La presencia de algunos y ausencia de otros tiene mensajes claros y para ello es útil conocer la opinión de Steve McFarland, exembajador en Guatemala. Estados Unidos invitó a grupos rezagados y utilizados, como muestra de apoyo, aunque debería haber más ayuda para la clase media, porque su fuga es peligrosa para Guatemala. A los empresarios no se les rechaza, dice, y son parte de la solución, pero deben actuar contra la corrupción y la impunidad, además de cambiar el modelo económico y político “que no ayuda al mejoramiento de la vida”. Los Estados tienen derecho a saber cómo será invertido el dinero de las oenegés, pero la nueva ley implica castigos y por eso la reunión con ellos es muestra de apoyo, aunque se necesiten normas para todos.

En otros aspectos, creo necesario señalar errores. Un presidente debe hablar en su propio idioma, sobre todo cuando recibe a alguien cuyo lenguaje no es el español. Si lo es, hablan y ambos se entienden. Fue error y fuente de burlas emplear el idioma del visitante, de manera improvisada. Hablarlo a medias no es suficiente, y menos improvisar. La Cancillería se lo debió haber advertido. Por aparte, no hay malas preguntas, sino solo respuestas inadecuadas, y debe responderlas para evitar lo ocurrido: un segundo periodista extranjero le pidió hacerlo, y en vez de eso se colocó en una defensiva airada en el tema tan delicado y actual como la corrupción. Al comparar las repuestas de la visitante, ella salió victoriosa por no evadir nada ni enojarse.

La diplomacia está llena de detalles, no por aparentemente poco importantes, menos notorios. No hubo ninguna actividad social, como una cena. De las ausencias, la de Guillermo Castillo, a mi juicio, no fue solicitada y además le correspondía por tener el mismo nivel de Harris. Tal petición fue hecha respecto a Roxana Baldetti cuando vino Joe Biden siendo vicepresidente. Hacer esto fue producto de la ignorancia, el capricho o ambos. La ausencia de las cabezas del Congreso y de las cortes Suprema y de Constitucionalidad aclararon el real pensamiento de Washington al respecto. No es entendible por qué el Palacio Nacional, un símbolo de unidad nacional, fue iluminado con colores similares a los de un minoritario grupo social causante de controversias innecesarias.

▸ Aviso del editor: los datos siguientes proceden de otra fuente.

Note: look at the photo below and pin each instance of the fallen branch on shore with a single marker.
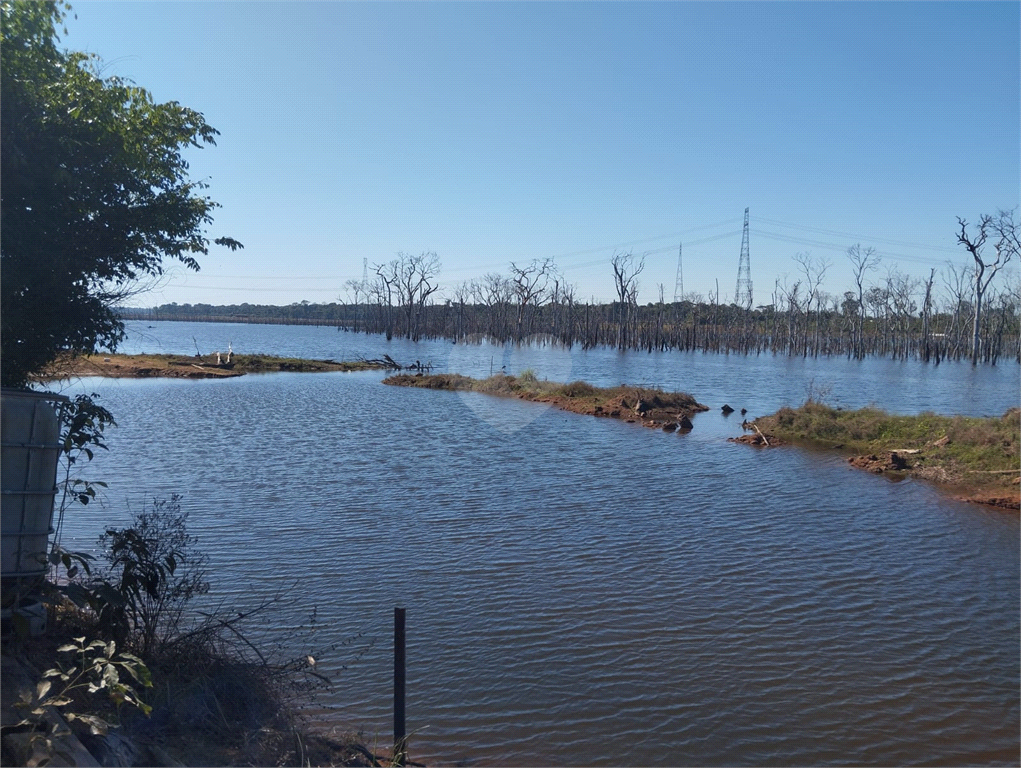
(971, 457)
(652, 407)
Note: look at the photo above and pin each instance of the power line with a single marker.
(860, 238)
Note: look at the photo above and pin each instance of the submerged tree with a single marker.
(95, 193)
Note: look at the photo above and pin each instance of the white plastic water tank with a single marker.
(30, 440)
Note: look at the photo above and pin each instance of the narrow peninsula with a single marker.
(651, 407)
(195, 367)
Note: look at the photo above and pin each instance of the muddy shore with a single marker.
(194, 367)
(974, 460)
(651, 407)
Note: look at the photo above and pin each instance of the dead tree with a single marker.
(626, 272)
(862, 260)
(1004, 230)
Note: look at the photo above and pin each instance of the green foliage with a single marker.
(153, 572)
(95, 193)
(968, 443)
(96, 669)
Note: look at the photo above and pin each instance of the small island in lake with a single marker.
(195, 367)
(651, 407)
(974, 458)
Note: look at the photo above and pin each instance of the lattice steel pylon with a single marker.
(679, 283)
(742, 294)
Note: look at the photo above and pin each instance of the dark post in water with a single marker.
(398, 686)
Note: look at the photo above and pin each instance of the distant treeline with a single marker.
(966, 315)
(890, 327)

Habrá tiempo para comentar los otros asuntos de interés estadounidense, con los cuales es fácil estar en desacuerdo. La presencia de Kamala Harris en la Universidad del Valle le significó a esta institución una serie de insultos y de anónimos con señalamientos de tener tendencias comunistas. (¡!) Todo esto conspira contra el respeto de Guatemala fuera del país, porque se le puede considerar reflejo del criterio de la mayoría, lo cual simplemente no es así. Mientras, EE. UU. anunció su decisión de colaborar con el actual gobierno de El Salvador. No hubo visita, pero sí apoyo tangible de la AID, con una enorme donación de vacunas. Es necesario señalarlo, porque las estrellas del cielo estadounidense están alineadas cuando ve condiciones adecuadas, fuera de ideologías.